Totally feels strange because my dad's laptop doesn't have the TPM requirement and he was telling me about how he was talking to the IT guy at his work about possibly switching to Linux just so he can keep his laptop. Absolutely insane because I might not be the only person in my house using it anymore (android not included because I view it as a completely separate entity).
I was telling him that day that I could flash Mint (have the most recent addition on my laptop) to a thumb drive if he was actually wanting to switch over. He's definitely an average computer user, so nothing too special, but it still feels real weird.
Though this will also suck for a while because the tech savvy people helping them switch over will also be running IT for these people who have never used Linux before and most likely have never even used windows CMD either.

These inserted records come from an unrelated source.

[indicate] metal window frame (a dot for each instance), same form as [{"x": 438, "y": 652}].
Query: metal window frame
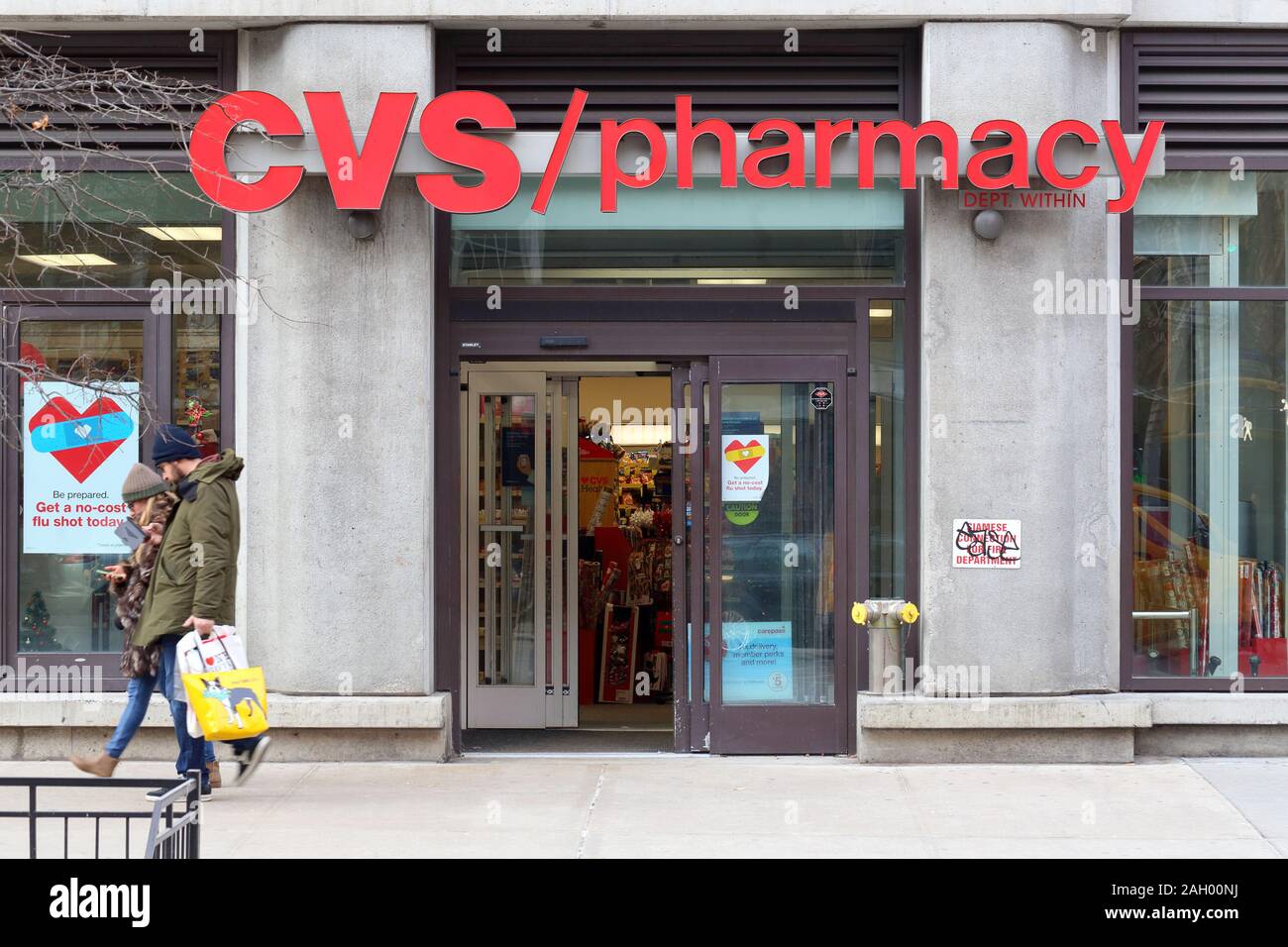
[{"x": 1131, "y": 42}]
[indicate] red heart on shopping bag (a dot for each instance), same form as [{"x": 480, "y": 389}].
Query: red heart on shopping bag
[{"x": 78, "y": 462}]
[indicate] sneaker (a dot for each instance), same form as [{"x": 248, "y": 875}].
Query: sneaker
[{"x": 250, "y": 761}]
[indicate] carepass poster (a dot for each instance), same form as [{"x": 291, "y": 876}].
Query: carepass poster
[{"x": 78, "y": 444}]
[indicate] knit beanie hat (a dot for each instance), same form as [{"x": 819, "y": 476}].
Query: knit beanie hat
[
  {"x": 174, "y": 444},
  {"x": 141, "y": 483}
]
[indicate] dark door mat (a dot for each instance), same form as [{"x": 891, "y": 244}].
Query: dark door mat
[{"x": 567, "y": 741}]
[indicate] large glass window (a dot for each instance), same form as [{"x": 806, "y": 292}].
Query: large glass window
[
  {"x": 1210, "y": 491},
  {"x": 108, "y": 230},
  {"x": 702, "y": 236},
  {"x": 887, "y": 450}
]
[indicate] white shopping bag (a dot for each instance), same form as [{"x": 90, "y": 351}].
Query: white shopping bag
[{"x": 223, "y": 651}]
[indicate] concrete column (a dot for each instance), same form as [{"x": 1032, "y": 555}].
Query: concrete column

Cannot wait for stories of people being fed up because their parent/aunt/uncle/friend/whoever looked up how to fix their device and entered the cursed rf command without thinking once about it.

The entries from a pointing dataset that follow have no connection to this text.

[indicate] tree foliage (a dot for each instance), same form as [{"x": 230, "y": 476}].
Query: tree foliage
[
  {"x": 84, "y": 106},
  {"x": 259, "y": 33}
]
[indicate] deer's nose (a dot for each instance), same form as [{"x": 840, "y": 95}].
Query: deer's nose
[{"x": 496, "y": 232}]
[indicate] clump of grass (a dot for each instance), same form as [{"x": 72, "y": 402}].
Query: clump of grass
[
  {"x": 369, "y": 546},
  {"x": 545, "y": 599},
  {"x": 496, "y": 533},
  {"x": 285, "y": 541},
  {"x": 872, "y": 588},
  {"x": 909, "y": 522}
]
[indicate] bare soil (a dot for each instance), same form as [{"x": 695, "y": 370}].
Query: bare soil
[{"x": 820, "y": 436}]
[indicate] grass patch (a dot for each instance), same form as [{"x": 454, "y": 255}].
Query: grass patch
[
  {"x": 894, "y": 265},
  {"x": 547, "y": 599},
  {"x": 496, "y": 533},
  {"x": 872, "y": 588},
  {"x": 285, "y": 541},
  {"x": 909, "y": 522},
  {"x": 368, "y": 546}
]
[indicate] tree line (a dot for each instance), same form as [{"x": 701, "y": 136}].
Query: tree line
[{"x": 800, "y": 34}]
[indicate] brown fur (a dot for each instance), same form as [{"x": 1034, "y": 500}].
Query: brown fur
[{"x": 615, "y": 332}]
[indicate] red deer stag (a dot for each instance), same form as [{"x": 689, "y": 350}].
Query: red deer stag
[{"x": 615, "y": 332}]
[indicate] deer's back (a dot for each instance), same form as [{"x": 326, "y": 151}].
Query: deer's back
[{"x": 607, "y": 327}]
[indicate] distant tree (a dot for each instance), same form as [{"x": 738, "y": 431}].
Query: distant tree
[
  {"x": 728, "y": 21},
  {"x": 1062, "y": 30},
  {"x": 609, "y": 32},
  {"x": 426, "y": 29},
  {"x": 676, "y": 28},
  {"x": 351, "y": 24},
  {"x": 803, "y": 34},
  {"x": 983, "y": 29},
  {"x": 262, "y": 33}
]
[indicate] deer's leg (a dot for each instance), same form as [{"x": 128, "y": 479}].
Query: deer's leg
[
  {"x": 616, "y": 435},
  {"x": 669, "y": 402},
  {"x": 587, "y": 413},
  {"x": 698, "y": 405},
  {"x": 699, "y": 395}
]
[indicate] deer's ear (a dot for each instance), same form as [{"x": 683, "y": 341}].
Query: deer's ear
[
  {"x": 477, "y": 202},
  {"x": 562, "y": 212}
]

So, in the case of my aunt, there were a few teething troubles. That said, a lot of it was just requests to add web page shortcuts to her desktop.

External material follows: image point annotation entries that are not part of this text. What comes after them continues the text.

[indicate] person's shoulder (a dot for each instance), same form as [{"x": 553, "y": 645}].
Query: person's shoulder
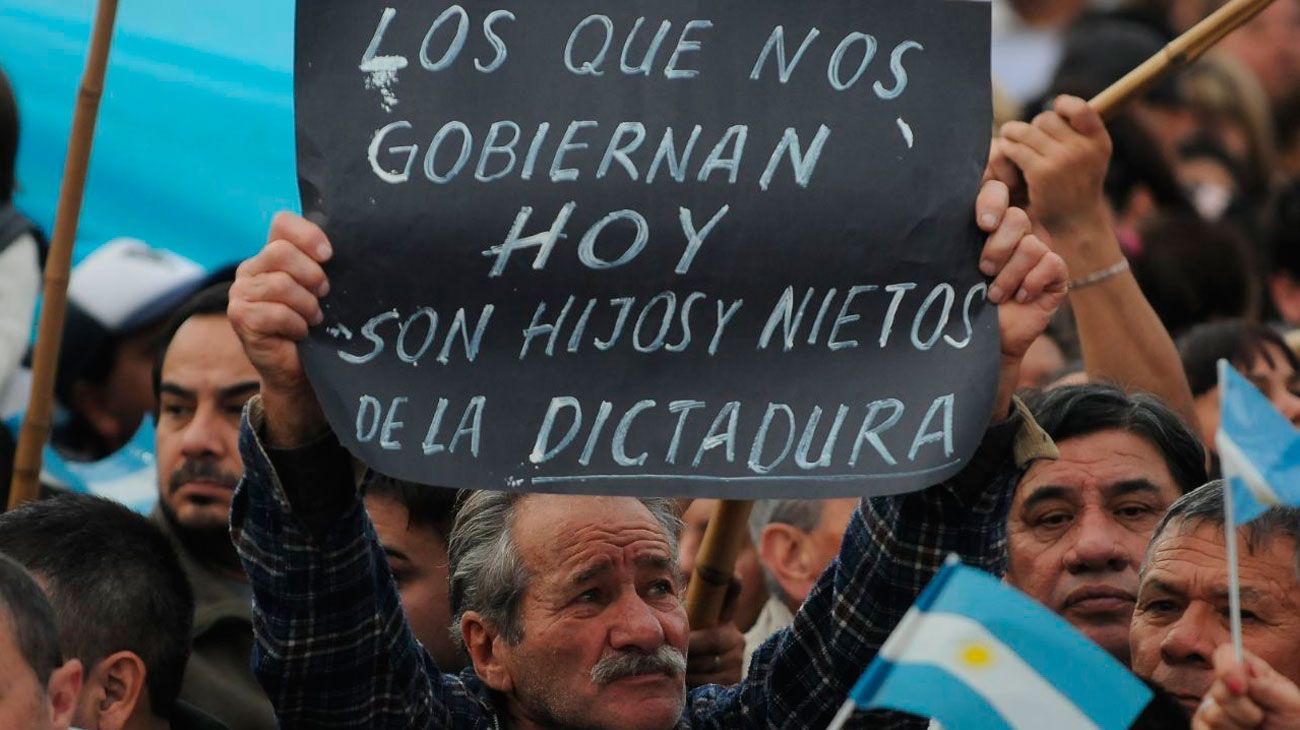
[{"x": 185, "y": 716}]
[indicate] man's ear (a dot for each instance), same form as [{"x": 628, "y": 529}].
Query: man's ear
[
  {"x": 781, "y": 548},
  {"x": 63, "y": 689},
  {"x": 1285, "y": 292},
  {"x": 124, "y": 689},
  {"x": 488, "y": 651}
]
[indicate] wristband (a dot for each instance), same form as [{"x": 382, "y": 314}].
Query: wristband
[{"x": 1097, "y": 277}]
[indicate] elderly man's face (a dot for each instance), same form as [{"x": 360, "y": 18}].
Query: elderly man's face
[
  {"x": 603, "y": 590},
  {"x": 1182, "y": 612},
  {"x": 1079, "y": 528}
]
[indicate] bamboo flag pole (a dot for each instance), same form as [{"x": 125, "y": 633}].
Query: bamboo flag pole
[
  {"x": 726, "y": 533},
  {"x": 715, "y": 563},
  {"x": 35, "y": 424},
  {"x": 1179, "y": 52}
]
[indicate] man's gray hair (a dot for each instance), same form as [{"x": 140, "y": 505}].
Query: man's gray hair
[
  {"x": 1204, "y": 505},
  {"x": 488, "y": 576},
  {"x": 804, "y": 515}
]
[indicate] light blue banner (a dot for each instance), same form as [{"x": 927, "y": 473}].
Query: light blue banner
[{"x": 195, "y": 143}]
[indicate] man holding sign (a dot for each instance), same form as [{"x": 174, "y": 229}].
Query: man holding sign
[
  {"x": 715, "y": 251},
  {"x": 588, "y": 629}
]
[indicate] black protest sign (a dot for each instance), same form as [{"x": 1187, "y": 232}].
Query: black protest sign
[{"x": 675, "y": 247}]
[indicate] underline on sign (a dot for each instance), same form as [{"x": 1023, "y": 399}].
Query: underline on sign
[{"x": 753, "y": 478}]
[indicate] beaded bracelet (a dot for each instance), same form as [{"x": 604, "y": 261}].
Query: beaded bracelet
[{"x": 1097, "y": 277}]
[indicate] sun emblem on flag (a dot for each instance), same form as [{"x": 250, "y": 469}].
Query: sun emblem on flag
[{"x": 976, "y": 655}]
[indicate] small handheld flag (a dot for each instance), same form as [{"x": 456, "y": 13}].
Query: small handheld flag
[
  {"x": 1259, "y": 448},
  {"x": 976, "y": 655},
  {"x": 1260, "y": 457}
]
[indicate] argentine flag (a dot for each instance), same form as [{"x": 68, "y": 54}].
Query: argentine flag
[
  {"x": 1259, "y": 448},
  {"x": 978, "y": 655}
]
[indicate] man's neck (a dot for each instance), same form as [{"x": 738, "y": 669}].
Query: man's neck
[
  {"x": 211, "y": 548},
  {"x": 213, "y": 551}
]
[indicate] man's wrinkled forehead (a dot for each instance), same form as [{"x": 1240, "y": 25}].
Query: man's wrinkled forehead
[
  {"x": 1074, "y": 492},
  {"x": 1210, "y": 538}
]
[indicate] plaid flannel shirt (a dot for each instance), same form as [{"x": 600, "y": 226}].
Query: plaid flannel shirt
[{"x": 333, "y": 648}]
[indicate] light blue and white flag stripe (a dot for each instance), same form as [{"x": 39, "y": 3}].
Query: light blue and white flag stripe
[
  {"x": 1259, "y": 448},
  {"x": 976, "y": 655}
]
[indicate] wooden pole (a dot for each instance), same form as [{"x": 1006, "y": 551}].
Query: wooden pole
[
  {"x": 727, "y": 528},
  {"x": 715, "y": 563},
  {"x": 1179, "y": 52},
  {"x": 35, "y": 425}
]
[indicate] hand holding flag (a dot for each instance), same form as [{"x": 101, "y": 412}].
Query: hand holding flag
[{"x": 978, "y": 655}]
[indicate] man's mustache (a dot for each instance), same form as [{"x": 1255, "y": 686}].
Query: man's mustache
[
  {"x": 664, "y": 660},
  {"x": 202, "y": 470}
]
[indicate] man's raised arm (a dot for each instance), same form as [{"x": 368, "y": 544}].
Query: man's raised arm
[
  {"x": 332, "y": 644},
  {"x": 895, "y": 544}
]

The really big thing is that she's stopped complaining about how slow her laptop is, and openly says she finds it easier to use.
Most of the troubleshooting is going to be around office software and games. It's also going to be about replacing windows tools (I am really going to miss my ".bat cave"), and learning new troubleshooting skills (wine is a bit rough to troubleshoot unless you're willing to get your mining gear out and dig deep into logs).